Metal seals are favoured to provide an extreme temperature, high pressure metal-to-metal barrier seal between metal surfaces in wellhead environments. When the metal sealing surfaces are machine finished surfaces, a large number of metal-to-metal seal designs may be used, such as an interference fit between tapered, machined metal surfaces. However, when the metal seal is to an un-machined or otherwise rough outer surface of a casing, it is more difficult to make a metal seal. The following patents show exemplary secondary seals to a rough casing: U.S. Pat. No. 4,646,845 to Boeker; U.S. Pat. No. 4,718,679 to Vyvial; U.S. Pat. No. 4,771,832 to Bridges; U.S. Pat. No. 4,911,245 to Adamek et al.; U.S. Pat. No. 5,158,326 to Anderson et al. and U.S. Pat. No. 5,183,268 to Wong et al.

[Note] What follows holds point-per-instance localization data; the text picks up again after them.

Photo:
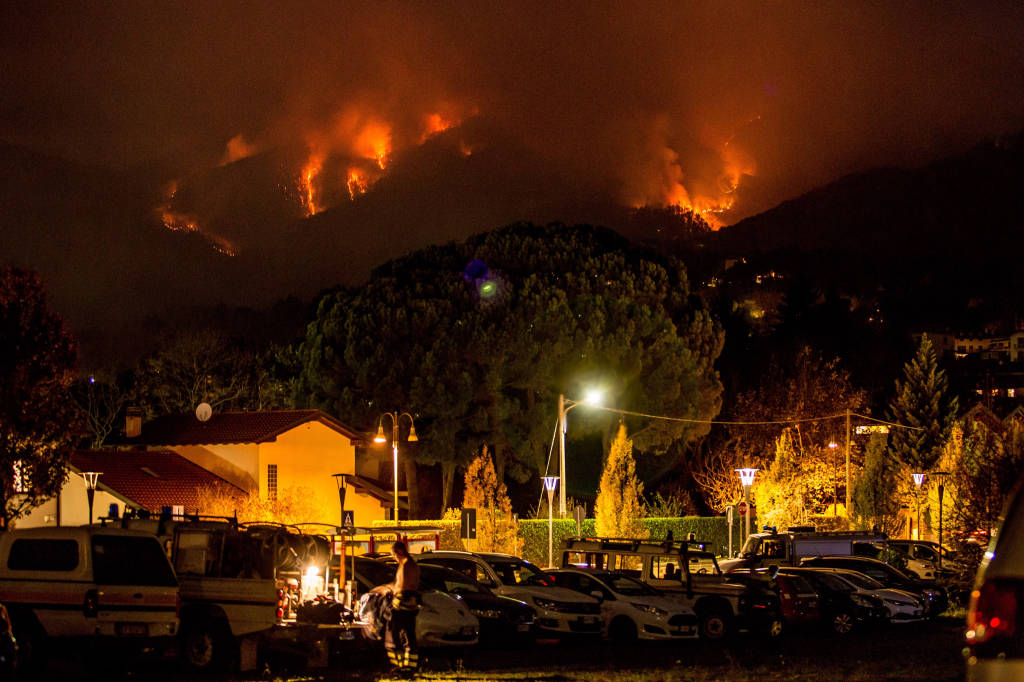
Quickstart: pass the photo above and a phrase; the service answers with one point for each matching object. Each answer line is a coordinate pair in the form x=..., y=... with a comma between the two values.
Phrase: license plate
x=131, y=630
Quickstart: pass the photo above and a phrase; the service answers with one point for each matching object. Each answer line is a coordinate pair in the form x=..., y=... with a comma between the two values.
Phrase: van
x=787, y=549
x=87, y=582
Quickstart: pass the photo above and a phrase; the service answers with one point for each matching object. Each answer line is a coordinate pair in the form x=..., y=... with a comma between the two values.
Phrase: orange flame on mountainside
x=307, y=189
x=357, y=183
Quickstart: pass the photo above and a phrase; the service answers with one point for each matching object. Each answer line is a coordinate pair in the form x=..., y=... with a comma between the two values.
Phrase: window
x=43, y=555
x=20, y=479
x=271, y=481
x=130, y=560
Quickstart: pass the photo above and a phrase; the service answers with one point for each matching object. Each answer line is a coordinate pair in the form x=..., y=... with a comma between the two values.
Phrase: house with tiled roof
x=138, y=479
x=275, y=451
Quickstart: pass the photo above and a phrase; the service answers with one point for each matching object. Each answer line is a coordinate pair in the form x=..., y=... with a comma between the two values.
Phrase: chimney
x=133, y=423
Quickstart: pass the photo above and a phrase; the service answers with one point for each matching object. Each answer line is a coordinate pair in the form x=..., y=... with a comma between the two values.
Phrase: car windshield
x=518, y=571
x=862, y=581
x=629, y=586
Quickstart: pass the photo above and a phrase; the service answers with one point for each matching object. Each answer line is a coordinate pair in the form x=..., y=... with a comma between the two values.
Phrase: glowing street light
x=918, y=480
x=593, y=397
x=747, y=478
x=550, y=482
x=381, y=438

Most metal seals to a rough casing have been made in wellheads in which considerable pressure may be exerted to energize the metal seal through the use of flanged connections between the wellhead members. However, for threaded unions between wellhead members, metal seals are more difficult to achieve, since the limited force which is applied to make the threaded connection may not be sufficient to energize the seal. In a threaded union, the wellhead members are held together by a threaded nut or collar that is tightened to a required torque using a wrench or a hammer. One exemplary threaded union is shown in U.S. Pat. No. Publication 2008/0185156 to Rodgers et al., in which a threaded collar between a tubing head and a casing head includes a set of left-hand threads and a set of right-hand threads to connect to the outer threads on the tubing and casing heads.

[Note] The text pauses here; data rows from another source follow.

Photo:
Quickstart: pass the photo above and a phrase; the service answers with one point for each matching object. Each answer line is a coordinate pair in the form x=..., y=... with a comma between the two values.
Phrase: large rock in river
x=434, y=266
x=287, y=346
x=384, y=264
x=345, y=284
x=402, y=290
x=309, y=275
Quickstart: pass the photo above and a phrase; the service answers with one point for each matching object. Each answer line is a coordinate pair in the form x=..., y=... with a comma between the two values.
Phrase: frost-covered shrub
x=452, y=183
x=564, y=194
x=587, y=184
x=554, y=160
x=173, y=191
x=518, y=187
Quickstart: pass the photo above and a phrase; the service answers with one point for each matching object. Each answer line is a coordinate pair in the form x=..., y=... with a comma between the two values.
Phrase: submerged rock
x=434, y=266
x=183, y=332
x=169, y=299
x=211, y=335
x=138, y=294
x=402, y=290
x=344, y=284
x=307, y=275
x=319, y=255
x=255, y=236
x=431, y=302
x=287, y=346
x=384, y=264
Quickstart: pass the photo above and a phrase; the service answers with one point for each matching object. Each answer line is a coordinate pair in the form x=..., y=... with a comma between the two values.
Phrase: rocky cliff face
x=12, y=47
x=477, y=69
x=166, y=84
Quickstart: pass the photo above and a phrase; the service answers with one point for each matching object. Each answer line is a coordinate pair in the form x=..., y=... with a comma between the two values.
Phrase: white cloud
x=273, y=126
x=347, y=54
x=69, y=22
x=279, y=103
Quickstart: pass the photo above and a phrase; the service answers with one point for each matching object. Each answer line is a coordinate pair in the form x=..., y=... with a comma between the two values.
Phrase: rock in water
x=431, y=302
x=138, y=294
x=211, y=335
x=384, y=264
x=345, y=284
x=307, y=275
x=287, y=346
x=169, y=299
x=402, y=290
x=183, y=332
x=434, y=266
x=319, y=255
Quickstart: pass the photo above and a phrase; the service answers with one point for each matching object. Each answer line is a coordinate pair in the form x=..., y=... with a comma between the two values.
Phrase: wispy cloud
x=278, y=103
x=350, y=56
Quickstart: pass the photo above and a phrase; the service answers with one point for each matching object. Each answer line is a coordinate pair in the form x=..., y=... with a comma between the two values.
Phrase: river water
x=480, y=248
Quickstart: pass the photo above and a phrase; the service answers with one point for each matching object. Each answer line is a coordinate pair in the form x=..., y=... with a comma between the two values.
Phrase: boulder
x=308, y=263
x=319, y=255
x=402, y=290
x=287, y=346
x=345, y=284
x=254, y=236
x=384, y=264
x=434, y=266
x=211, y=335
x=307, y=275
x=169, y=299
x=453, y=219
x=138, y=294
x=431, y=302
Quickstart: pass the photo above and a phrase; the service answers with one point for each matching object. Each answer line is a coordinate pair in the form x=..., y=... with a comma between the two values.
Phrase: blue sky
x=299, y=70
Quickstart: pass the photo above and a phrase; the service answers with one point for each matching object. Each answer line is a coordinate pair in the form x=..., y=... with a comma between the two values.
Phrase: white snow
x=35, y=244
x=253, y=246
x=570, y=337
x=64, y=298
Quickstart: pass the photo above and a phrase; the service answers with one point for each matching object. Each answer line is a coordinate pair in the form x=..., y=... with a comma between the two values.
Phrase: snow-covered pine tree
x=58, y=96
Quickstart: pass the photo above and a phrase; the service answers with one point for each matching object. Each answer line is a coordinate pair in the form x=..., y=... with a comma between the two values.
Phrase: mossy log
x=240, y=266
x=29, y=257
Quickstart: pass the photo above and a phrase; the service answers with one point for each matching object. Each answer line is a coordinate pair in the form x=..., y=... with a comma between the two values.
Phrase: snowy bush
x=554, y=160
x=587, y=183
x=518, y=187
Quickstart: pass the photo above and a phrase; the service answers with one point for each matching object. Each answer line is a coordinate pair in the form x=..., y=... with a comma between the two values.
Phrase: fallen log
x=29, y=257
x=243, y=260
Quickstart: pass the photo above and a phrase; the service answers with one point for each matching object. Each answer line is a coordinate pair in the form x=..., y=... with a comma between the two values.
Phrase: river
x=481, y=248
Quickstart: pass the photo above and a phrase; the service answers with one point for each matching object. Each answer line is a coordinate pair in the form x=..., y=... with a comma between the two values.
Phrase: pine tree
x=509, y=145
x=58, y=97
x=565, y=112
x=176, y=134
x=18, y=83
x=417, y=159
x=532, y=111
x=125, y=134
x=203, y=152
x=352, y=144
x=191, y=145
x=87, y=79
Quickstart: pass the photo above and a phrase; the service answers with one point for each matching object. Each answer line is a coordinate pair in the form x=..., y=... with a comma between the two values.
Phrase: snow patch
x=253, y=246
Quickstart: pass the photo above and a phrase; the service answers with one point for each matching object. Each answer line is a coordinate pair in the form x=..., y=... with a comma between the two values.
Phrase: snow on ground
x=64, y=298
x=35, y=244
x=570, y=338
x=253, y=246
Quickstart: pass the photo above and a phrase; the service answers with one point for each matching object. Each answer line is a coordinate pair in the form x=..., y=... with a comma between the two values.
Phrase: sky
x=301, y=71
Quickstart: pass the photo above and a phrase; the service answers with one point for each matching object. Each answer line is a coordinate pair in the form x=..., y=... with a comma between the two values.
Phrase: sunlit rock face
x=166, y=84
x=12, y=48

Thus, one disadvantage of most prior-art threaded unions is that they rely on elastomeric seals, and not metal seals, to achieve a pressure containing, fluid-tight joint between wellhead members. However, flanged connections between wellhead members are expensive to construct and time-consuming to assemble in the field. As the oil industry continues to move toward producing hydrocarbons at a lower cost, there is considerable interest in wellhead equipment that can be quickly assembled and disassembled. Threaded unions are much quicker and less expensive than flange connections to construct. However, reliable high-pressure metal-to-metal seals with a threaded unions continues to be a problem area for the industry.